The region under the curves #y=cosxsqrtsinx, 0<=x<=pi/2# is rotated about the x axis. How do you sketch the region and find the volumes of the two solids of revolution?

1 Answer
May 25, 2017

#V=piint_0^(pi/2)(cosxsqrtsinx)^2dx=pi/3#

Explanation:

A sketch is provided:

graph{cos(x)sqrt(sin(x)) [-1.5, 1.5, -1, 4]}

As #sinx>=0# for #0<=x<=pi#, #y# is defined for the interval of interest, #0<=x<=pi/2#. As such, there will only be one volume of revolution (not two, as the question implies).

When this solid is rotated around the #x#-axis, we essentially are creating an infinite amount of cylinders with a radius given by the function value at each point #0<=x<=pi/2#.

The volume will be the sum of the volumes of these infinitesimally small cylinders, whose volumes are given individually by #piy^2dx#, where #piy^2# is the area of the face of the circle and #dx# is the infinitesimally small thickness of each cylinder.
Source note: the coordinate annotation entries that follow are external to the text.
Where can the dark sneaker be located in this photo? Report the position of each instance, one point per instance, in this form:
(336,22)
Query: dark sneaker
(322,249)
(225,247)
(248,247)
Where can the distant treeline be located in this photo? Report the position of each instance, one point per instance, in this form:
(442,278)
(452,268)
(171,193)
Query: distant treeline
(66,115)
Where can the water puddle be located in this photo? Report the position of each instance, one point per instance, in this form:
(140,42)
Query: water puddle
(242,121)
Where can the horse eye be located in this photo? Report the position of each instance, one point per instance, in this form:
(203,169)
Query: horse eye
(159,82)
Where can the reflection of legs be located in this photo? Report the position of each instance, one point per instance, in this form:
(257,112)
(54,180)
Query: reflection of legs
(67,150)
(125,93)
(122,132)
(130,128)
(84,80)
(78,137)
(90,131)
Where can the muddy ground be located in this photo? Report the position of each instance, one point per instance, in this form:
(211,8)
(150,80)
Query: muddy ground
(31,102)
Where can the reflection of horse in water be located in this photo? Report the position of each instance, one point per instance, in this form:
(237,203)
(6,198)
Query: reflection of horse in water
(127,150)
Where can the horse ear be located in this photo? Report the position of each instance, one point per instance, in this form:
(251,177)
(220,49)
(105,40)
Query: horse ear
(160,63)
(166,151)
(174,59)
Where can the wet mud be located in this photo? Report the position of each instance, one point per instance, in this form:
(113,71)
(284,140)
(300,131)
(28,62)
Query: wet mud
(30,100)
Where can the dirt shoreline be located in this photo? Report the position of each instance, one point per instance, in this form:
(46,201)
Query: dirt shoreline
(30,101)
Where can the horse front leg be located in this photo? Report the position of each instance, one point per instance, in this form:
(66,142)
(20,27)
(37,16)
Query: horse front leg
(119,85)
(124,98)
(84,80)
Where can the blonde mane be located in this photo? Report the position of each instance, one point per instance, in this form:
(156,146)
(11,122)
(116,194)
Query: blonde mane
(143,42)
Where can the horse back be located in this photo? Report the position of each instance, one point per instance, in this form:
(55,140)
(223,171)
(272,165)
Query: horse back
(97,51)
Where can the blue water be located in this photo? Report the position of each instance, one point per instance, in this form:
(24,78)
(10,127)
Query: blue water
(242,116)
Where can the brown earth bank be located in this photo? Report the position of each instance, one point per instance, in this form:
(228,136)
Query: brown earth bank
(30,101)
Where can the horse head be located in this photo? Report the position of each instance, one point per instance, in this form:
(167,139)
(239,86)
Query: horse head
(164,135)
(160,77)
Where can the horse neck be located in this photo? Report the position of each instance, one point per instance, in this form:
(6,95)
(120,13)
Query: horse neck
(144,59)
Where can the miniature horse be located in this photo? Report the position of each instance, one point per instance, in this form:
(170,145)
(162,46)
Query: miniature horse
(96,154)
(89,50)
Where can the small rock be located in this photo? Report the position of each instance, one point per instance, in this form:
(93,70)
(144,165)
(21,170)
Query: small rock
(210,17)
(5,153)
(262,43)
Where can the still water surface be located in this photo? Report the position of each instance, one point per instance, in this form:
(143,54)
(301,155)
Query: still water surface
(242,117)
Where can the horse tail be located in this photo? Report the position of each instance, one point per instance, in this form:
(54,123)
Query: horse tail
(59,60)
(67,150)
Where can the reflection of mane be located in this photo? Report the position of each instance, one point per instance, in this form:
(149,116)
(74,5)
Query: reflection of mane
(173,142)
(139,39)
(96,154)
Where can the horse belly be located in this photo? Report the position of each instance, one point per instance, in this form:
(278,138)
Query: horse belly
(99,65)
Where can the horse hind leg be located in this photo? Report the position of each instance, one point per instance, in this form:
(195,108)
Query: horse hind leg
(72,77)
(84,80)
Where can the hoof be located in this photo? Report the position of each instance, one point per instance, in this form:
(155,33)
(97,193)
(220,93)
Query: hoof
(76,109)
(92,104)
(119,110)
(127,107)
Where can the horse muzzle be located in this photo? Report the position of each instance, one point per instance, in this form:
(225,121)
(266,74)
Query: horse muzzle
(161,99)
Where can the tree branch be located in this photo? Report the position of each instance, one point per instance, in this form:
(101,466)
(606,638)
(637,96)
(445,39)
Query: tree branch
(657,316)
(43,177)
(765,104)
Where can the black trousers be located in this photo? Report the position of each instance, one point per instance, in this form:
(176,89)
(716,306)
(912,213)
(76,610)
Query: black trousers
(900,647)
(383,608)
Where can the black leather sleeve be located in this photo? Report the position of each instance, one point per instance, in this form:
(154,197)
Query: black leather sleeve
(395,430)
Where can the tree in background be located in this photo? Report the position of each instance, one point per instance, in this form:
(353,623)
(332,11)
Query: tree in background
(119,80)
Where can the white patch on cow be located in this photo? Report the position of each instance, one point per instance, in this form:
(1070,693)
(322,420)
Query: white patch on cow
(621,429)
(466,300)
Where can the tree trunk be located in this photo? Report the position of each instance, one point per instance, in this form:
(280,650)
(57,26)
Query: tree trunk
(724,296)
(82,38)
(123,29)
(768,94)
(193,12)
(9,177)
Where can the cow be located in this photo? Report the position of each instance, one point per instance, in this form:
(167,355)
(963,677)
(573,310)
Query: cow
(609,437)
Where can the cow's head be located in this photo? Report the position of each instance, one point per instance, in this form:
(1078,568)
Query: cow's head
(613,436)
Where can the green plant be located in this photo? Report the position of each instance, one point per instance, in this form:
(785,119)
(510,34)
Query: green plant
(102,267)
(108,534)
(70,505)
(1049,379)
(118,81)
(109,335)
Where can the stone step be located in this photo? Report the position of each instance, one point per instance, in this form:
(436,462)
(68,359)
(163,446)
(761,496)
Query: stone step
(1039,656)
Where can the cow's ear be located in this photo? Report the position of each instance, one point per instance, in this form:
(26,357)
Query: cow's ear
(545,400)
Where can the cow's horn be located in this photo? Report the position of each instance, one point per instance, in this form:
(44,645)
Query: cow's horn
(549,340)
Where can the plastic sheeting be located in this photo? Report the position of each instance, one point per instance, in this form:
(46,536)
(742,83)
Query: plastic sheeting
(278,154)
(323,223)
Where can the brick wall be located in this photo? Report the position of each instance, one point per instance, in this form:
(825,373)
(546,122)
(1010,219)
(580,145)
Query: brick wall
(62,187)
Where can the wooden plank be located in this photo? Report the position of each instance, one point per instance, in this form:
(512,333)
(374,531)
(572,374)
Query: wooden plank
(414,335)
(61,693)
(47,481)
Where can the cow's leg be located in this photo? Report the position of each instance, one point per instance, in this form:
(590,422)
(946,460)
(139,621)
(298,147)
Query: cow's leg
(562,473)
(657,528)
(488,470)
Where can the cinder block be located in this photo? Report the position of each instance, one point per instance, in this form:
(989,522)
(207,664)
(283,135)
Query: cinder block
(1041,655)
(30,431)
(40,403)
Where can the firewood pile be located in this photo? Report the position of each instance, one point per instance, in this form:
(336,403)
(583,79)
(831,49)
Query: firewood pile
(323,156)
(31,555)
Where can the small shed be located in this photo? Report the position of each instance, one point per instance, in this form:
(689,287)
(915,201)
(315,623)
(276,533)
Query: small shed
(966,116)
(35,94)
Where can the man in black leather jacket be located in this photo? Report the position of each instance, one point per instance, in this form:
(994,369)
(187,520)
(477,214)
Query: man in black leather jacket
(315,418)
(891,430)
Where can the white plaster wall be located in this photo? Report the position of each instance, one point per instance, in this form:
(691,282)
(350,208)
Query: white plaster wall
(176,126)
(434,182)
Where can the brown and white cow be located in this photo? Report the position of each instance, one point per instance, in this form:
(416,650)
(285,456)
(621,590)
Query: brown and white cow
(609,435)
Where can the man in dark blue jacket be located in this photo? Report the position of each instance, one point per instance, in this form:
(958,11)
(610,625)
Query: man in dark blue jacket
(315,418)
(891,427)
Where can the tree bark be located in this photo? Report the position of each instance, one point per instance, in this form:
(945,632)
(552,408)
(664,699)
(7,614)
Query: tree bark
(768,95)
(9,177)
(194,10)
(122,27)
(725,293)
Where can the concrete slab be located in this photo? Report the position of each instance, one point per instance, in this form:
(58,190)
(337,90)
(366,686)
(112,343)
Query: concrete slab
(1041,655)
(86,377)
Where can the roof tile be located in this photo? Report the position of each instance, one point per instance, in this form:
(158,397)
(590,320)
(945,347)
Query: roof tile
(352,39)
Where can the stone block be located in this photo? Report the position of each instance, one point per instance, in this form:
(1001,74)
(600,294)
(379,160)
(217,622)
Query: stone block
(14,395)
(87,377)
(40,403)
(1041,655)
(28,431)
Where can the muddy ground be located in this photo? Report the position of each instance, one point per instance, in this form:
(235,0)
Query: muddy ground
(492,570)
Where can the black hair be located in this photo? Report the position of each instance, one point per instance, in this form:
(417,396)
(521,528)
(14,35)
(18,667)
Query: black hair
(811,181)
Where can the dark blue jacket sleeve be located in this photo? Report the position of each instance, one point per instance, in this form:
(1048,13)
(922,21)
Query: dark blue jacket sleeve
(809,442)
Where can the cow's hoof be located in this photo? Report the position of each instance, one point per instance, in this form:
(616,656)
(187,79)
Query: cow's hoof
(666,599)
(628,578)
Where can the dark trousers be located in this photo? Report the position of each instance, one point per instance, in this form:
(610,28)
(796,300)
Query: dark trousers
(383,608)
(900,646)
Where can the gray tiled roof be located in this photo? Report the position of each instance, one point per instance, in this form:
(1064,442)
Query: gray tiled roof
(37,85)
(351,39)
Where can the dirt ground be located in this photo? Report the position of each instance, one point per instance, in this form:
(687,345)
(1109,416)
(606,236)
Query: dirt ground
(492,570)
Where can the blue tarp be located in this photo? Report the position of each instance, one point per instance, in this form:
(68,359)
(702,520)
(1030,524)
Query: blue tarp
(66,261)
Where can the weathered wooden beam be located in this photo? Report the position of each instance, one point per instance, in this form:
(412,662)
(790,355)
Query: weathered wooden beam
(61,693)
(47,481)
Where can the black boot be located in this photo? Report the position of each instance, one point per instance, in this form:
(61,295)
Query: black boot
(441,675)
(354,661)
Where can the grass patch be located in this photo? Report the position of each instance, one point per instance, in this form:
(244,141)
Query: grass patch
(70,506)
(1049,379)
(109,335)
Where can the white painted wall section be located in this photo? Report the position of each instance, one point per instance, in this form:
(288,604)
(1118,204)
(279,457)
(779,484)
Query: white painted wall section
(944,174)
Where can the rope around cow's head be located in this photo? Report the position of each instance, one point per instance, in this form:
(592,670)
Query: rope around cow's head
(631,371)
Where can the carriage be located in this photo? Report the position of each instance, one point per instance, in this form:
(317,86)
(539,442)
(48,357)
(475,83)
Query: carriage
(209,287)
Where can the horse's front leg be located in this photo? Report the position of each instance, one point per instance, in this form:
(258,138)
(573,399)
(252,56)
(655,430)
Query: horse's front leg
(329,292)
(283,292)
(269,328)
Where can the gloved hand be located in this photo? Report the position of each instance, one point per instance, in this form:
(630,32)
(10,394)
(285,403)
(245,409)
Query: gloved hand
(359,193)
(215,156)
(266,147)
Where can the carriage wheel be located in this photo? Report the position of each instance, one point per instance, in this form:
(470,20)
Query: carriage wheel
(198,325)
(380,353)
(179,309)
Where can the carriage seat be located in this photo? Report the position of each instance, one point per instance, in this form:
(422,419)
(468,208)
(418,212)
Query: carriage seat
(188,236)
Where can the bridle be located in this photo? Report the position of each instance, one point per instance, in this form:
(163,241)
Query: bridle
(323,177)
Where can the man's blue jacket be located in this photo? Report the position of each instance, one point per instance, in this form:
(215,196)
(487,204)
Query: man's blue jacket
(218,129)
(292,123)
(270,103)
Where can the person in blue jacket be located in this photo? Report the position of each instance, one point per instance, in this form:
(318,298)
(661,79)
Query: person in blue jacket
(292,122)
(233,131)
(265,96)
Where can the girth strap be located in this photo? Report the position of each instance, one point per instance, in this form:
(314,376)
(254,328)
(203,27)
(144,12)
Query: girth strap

So, the volume of the entire solid will be given by the integral of this function within the bounds, or:

#int_0^(pi/2)piy^2dx=piint_0^(pi/2)(cosxsqrtsinx)^2dx=piint_0^(pi/2)cos^2xsinxdx#

Let #u=cosx#, implying that #du=-sinxdx#. This also will cause the bounds to change from #x=0=>u=cos(0)=1# and #x=pi/2=>u=cos(pi/2)=0#:

#=-piint_0^(pi/2)cos^2x(-sinxdx)=-piint_1^0u^2du=-pi[u^3/3]_1^0#

#=-pi(0^3/3-1^3/3)=-pi(-1/3)=pi/3#